How long before I
shatter (how long since
the first time?), shards fracture,
scatter across floors,
life forces pour from
structures meant to hold
me in;
only to gather each tiny shape,
hold it to the light, marvel
at how I keep carving
something new, before I put
my pieces back
together.
What type of break comes to mind?
Is it something you do, or something that’s done to (or happens to) you?
In what ways can breaking be beneficial to recovery?
Feeling this word. I’m wrecked; too many 14-hr workdays leading up to this week’s conference. Pain is frantic-level, energy hovering on empty. I don’t know how I’m going to find the strength to pack, let alone power through 4 nonstop days in a crowded convention center. Always on, always my A-game. (Even when I have to use a cane. I don’t want to, but it’d be foolish not to bring it.)
It was 13 months ago when my central nervous system first noped out on me for real, and only 6 months since I flung myself into this space, this work. Since then, it’s been one long puzzle – not just putting the pieces back together, but figuring out which ones fit, which ones to toss.
Last week, when I took a break from work to see a new practitioner (livin’ the dream), for the first time I heard the term CPTSD in the context of my physiological health.

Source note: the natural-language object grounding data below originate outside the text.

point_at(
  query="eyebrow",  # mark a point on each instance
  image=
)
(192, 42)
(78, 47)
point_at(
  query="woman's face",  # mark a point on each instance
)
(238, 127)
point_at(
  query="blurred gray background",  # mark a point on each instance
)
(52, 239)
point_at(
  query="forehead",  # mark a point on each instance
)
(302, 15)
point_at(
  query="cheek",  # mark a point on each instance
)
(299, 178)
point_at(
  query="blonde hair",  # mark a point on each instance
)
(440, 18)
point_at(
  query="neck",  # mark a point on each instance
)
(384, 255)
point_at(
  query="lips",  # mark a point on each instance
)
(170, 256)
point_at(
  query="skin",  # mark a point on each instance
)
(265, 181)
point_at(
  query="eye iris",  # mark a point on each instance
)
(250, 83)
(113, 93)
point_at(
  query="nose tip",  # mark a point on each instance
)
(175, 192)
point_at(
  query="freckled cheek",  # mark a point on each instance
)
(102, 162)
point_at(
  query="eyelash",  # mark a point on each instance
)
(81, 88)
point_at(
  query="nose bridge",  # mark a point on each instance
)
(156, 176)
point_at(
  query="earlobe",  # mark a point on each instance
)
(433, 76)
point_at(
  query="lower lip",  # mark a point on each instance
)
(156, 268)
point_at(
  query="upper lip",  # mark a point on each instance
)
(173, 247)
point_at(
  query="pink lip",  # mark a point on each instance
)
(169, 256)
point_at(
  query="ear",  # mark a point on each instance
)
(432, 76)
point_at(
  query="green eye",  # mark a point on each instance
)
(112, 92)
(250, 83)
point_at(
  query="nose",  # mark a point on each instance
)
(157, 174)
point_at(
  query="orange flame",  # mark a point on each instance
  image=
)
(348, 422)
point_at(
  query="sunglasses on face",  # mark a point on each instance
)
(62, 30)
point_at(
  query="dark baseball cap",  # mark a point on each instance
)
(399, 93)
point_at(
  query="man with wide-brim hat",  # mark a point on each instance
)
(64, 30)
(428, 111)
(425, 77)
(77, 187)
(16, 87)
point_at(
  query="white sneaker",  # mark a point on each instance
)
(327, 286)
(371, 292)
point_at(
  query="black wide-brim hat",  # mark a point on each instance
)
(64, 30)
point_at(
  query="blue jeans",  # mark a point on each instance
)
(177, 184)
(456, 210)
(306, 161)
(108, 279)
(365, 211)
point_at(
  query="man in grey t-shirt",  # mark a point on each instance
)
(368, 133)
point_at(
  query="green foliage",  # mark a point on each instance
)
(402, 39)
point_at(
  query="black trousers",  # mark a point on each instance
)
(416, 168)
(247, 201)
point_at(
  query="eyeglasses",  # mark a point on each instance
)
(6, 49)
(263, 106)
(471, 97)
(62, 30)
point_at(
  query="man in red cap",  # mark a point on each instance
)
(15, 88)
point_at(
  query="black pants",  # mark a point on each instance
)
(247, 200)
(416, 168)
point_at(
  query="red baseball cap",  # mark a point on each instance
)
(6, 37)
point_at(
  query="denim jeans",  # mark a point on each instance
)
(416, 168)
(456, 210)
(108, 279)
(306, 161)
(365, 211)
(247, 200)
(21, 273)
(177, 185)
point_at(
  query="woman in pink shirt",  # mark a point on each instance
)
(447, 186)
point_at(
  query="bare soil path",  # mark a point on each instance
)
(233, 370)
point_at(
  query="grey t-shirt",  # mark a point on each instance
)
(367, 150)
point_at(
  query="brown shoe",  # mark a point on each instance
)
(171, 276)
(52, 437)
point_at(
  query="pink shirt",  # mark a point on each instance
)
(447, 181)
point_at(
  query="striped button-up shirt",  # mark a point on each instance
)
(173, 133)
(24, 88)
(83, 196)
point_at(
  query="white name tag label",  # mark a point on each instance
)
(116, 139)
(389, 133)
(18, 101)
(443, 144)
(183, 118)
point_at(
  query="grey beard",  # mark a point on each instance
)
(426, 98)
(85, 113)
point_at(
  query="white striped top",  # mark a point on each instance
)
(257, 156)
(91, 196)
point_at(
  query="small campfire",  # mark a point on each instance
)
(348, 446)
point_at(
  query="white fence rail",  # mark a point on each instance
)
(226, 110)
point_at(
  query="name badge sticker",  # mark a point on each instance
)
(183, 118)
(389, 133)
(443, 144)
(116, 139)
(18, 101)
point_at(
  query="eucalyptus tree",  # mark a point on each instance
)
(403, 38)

After a thorough discussion of conditions, signs, and symptoms, he asked if there was any traumatic event or ongoing trauma I wanted him to know about as part of my medical history.
I liked the way he phrased the question – complete agency to discuss or not, but also, validation that *of course* decades of hypervigilance have trained my body’s systems to attack me. We’re crafting what appears to be a legit plan to trick my immune system into getting all of its friends to behave (don’t worry, it’s not the apocalypse, none of it’s covered by insurance, so yay more freelance).
I’m tired – tired, and angry, because part of this was preventable. All She had to do was protect me from Him, instead of protecting her status quo.